Cette proposition n’est pas nouvelle. Elle figure dans les programmes classiques. Seulement, elle n’est pas bien prise en compte dans la mise en œuvre de ces derniers. Un autre point essentiel à prendre en compte dans la conception d’une bonne politique linguistique est l’aménagement du territoire. ‘’Lorsque les villages disparaissent, les langues et les cultures disparaissent. Donc, il faut absolument intégrer la langue dans les politiques nationales d’aménagement du territoire. Les gens fuient les villages, parce que les conditions ne sont pas réunies pour y vivre décemment. Les langues se maintiennent, parce qu’elles sont transmises dans les familles. On crée toutes les conditions pour faire disparaitre nos villages’’, analyse-t-il.
Le troisième point tourne autour du rapport en la culture, les langues et l’environnement. ‘’Les principes biologiques en Afrique sont très importants et sont encodés dans les langues. Il y a très peu de travail fait dans ce sens’’, regrette Patrick Daouda. Toujours selon Patrick Mouguiama Daouda, le rôle des femmes est important dans le maintien du plurilinguisme. Ce sont elles qui quittent leurs villages pour aller dans d’autres rejoindre leurs époux. Ainsi, souvent, ‘’la langue maternelle n’est pas toujours la langue de la mère’’, selon M Daouda. En effet, pour son intégration, quand la femme rejoint le domicile conjugal, elle apprend la langue du mari.
Les femmes donc sont plus plurilingues que les hommes. Quand elles transmettent les langues, elles transmettent leur plurilinguisme, pense M. Daouda. En effet, elles peuvent après apprendre à leurs enfants leur langue et celle acquise dans le foyer conjugal. Ses propositions découlent d’une analyse faite sur les politiques et programmes déployés avant, pendant et après la déclaration d’Harare en 1997.
Cette recette proposée par Patrick Daouda pourrait permettre aux Etats de répondre à l’appel à manifestation d’intérêt fait par l’OIF, il y a deux ans. ‘’Nous avions reçu quatre candidatures. On s’est dit que les Etats ne comprennent peut-être pas. Pour le développement, il est important d’avoir des politiques linguistiques’’, a rappelé la directrice de la langue française, culture et diversités à l’OIF, Youma Fall qui modérait le premier panel du séminaire, hier. C’est pourquoi cette rencontre régionale a été organisée.
Une langue meurt toutes les semaines
Patrick Daouda n’a, cependant, pas qu’expliqué ce que doit être une politique linguistique. Il a attiré l’attention des représentants des Etats sur l’importance du plurilinguisme. 2000 à 2500 langues sont identifiées en Afrique sur 7000 à travers le monde. Il est indiqué qu’une langue meurt, toutes les deux semaines.
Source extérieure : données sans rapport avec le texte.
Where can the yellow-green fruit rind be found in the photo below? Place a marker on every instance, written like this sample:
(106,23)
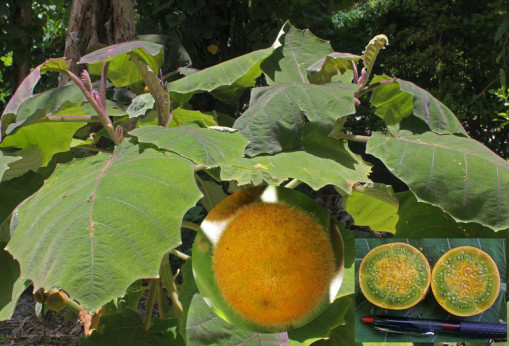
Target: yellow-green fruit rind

Au rythme où vont les choses en Afrique, si rien n’est fait on risque de faire à une grave érosion de la diversité linguistique. ‘’Les politiques linguistiques ne font pas de place aux petites langues’’, se désole M. Daouda.
On perd des éléments de culture, du patrimoine matériel et immatériel avec la disparition des langues. Il a cité l’exemple de certaines langues des peuples pygmées. Ces derniers sont détenteurs de beaucoup de secrets sur la nature, surtout dans le domaine de la santé. Ils savent, par exemple, comment soigner un fibrome avec des plantes. Mais quand les villages disparaissent, les langues avec, ces connaissances ne restent pas.